I have been meaning for some time to write a post about what’s described as ‘personal branding’. My interest lies in providing a constructive platform for those entering the profession and who seek to dip their toes into social networks as part of their development of a professional identity.
I was prompted again by the recent cases of academics Roz Ward and Martin Hirst each of whom has had their employment threatened due to a personal Facebook post unrelated to work, and a series of publicly available tweets, respectively. These cases, and many others like them, raise a myriad of issues about privacy, employers’ rights, employees’ responsibility, contemporary standards of discourse, and working out when they apply.
Before I could get my thoughts together to finish a post, Martin Hirst posted on his own blog most eloquently about the issues he and others face. So I have scaled back for now. The topic will likely need a series of posts to canvass the different facets of the complex issue of personal freedoms online and their intersection with our professional lives.

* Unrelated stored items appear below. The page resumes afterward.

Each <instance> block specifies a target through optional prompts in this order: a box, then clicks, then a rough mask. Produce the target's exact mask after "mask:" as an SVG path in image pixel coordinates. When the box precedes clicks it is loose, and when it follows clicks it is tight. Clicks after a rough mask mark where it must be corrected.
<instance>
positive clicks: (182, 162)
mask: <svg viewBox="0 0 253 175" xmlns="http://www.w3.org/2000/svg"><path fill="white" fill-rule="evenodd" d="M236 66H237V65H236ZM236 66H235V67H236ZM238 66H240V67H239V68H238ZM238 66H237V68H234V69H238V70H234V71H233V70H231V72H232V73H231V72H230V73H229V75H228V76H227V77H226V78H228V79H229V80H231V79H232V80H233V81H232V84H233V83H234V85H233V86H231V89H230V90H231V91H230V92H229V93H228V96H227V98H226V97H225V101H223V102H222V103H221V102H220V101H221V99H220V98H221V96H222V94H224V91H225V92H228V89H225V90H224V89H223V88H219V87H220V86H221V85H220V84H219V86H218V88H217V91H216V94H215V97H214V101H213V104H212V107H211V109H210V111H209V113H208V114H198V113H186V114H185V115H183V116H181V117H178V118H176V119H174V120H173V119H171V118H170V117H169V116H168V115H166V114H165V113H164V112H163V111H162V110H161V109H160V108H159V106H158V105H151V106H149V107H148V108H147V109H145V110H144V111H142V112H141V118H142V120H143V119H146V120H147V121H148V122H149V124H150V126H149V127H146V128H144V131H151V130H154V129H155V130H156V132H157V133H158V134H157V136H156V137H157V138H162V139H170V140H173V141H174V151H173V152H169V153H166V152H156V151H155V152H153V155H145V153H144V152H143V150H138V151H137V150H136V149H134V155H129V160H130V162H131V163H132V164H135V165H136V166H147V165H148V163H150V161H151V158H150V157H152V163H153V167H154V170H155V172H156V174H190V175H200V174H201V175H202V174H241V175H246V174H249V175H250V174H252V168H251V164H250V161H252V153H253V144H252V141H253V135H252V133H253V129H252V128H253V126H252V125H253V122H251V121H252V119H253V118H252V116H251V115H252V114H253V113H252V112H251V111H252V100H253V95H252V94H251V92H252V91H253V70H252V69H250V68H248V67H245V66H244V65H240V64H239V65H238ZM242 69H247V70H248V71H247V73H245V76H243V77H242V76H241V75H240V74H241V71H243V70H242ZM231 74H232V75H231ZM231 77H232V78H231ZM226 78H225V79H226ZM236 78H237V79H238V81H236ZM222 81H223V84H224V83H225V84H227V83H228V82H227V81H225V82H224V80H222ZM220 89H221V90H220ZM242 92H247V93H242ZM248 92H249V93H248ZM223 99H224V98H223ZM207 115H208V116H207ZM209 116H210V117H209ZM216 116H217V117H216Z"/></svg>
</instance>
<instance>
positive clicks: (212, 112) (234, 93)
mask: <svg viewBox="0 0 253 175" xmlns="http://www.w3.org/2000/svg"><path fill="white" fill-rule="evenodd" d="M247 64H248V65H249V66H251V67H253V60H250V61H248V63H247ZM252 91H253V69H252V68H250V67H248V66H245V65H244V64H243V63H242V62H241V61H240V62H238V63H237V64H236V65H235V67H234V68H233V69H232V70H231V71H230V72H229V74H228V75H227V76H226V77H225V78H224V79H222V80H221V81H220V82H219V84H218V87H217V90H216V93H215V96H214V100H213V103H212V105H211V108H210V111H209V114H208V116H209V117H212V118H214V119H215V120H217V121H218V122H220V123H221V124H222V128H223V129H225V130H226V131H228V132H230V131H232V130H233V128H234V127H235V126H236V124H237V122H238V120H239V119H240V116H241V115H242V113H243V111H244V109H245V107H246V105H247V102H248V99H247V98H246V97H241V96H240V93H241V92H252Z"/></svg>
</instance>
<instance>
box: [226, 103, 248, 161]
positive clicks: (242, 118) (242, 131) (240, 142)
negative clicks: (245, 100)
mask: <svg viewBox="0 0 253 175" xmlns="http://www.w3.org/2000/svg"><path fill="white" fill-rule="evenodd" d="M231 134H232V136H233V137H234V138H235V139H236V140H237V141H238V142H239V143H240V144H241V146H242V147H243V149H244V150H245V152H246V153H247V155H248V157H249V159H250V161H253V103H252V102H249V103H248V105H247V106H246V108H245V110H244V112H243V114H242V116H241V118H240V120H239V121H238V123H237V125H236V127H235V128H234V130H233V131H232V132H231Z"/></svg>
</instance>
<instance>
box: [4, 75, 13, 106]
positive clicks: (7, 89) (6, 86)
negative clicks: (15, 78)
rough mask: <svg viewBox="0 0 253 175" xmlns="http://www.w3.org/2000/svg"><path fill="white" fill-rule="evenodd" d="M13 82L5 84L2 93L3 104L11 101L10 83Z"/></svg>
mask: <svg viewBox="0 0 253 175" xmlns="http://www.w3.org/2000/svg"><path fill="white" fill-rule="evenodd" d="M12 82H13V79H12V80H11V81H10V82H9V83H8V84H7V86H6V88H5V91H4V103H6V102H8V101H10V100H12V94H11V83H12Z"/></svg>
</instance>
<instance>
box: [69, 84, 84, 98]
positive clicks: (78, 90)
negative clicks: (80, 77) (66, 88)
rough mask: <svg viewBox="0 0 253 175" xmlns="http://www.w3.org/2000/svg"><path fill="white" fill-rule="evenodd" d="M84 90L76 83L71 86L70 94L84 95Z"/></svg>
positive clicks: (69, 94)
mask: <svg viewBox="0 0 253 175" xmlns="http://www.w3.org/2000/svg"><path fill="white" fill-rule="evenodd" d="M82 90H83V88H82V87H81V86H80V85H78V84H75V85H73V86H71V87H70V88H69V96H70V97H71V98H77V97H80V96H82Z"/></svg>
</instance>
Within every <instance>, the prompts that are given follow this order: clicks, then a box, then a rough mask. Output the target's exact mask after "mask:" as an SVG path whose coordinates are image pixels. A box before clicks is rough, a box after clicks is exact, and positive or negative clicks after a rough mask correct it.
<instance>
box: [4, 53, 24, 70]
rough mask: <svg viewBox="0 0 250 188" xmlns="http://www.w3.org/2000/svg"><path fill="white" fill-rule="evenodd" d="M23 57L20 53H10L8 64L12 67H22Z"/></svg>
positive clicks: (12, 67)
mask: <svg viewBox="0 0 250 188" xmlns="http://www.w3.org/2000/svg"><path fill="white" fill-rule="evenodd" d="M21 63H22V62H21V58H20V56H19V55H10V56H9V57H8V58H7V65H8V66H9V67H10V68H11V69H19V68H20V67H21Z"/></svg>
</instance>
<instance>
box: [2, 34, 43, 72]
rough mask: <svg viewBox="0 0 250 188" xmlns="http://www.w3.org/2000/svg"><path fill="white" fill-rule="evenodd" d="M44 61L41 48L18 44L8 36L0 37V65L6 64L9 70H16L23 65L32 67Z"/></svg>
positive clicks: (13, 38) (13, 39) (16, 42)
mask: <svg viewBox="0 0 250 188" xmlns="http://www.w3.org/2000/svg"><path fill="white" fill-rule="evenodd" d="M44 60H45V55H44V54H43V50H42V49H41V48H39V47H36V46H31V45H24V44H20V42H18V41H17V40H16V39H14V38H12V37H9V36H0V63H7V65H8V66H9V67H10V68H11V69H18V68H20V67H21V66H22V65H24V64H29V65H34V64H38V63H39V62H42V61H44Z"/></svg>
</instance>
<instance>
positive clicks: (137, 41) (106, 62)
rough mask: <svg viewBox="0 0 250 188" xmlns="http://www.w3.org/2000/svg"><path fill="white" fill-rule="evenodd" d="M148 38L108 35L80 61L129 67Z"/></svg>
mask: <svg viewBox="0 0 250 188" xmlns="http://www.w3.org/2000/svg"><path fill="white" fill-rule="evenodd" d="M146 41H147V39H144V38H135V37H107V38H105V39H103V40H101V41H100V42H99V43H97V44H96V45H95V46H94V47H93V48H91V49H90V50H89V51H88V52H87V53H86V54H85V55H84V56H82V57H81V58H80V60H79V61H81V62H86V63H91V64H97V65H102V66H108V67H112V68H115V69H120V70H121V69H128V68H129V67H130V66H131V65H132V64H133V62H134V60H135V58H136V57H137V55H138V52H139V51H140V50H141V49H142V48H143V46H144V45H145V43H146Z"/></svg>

This post is a minimalist start on the topic of online professional personae. It addresses what I see as the professional needs of that most conservative of professions, the law. It is designed to offer a starting point for reflection about one’s digital presence in the context of professionalism in the law. It is not a highly critical piece – critique will come in later posts.
The idea of ‘personal branding‘ is not new. When I started in legal practice in 1990, even as articled clerks we were urged to engage in marketing activities. This was more than taking clients to lunch. We were taught that every time we engaged with people, we were presenting ourselves to a potential client. (Welcome to Big Law.) We were encouraged to do volunteer work, to join clubs, in general to ‘brand’ ourselves as engaged citizens – although the label of branding was not around then, that was what we were doing.
The goal of personal branding in this sense is to establish ourselves as holding the relevant expertise and authority to do our work – we package ourselves to appeal to clients, and to appeal to employers.
I use the term ‘personal branding’ to mean establishing a consistent professional persona. I do not distinguish between online or in real life activities, although this post is about online presence. Building up a CV has always involved interpreting our lives and our activities to represent our professional capacities in a way that is attractive to an employer. There is however a qualitative difference between in real life and online.
Our digital footprint is becoming ever larger. While it encompasses the metadata of our web surfing, and smartphone and communication activities, I use the term here to mean our visible online presence – notably through social media. For the aspiring lawyer, there are two sides to this: an active plan to build a professional identity online; and a risk-management facet. These two aspects converge in three foundation principles that lawyers need to know before going online.
- Anything online, or sent digitally, is forever and will haunt you til the end of days.
- Nothing is private.
- Lawyers’ professional responsibilities extend to conduct occurring in private contexts.
Once you accept these foundation principles, the rest follows. Lawyers have always had to watch their behaviour for fear of censure for bringing the profession into disrepute. I think that this is a good foundation for considering how we conduct ourselves in the online environment too.
For those who are already digitally capable and engaging in online networks before entering the profession, there may be some translation required to raise awareness of how this experience translates into the old-world (analogue) prism of the legal profession. Principally the dissonance relates to the different norms of discourse in law and those in a social online environment.
Before social media, our student conversations were not captured to haunt us for eternity. Now, as those entering the profession move from one phase of their life into the next, there is already a history of behaviour that is on the record for employers, clients, and regulatory bodies to inspect, but which are likely to be unappealing from a professional standpoint.
The risks of unprofessional engagement online once admitted to practice, can have implications not only for the employment contract. Such behaviour may affect the client relationship, matters before the court, and may even become a regulatory matter if the activity is deemed unprofessional conduct or misconduct under the relevant legislation.
The risk-averse student of law will start developing a positive professional presence online – in all media, no matter how ‘private’ – as early as possible. A sobering message perhaps, but one that is likely to come into sharper relief as the lines between personal and professional become increasingly blurred.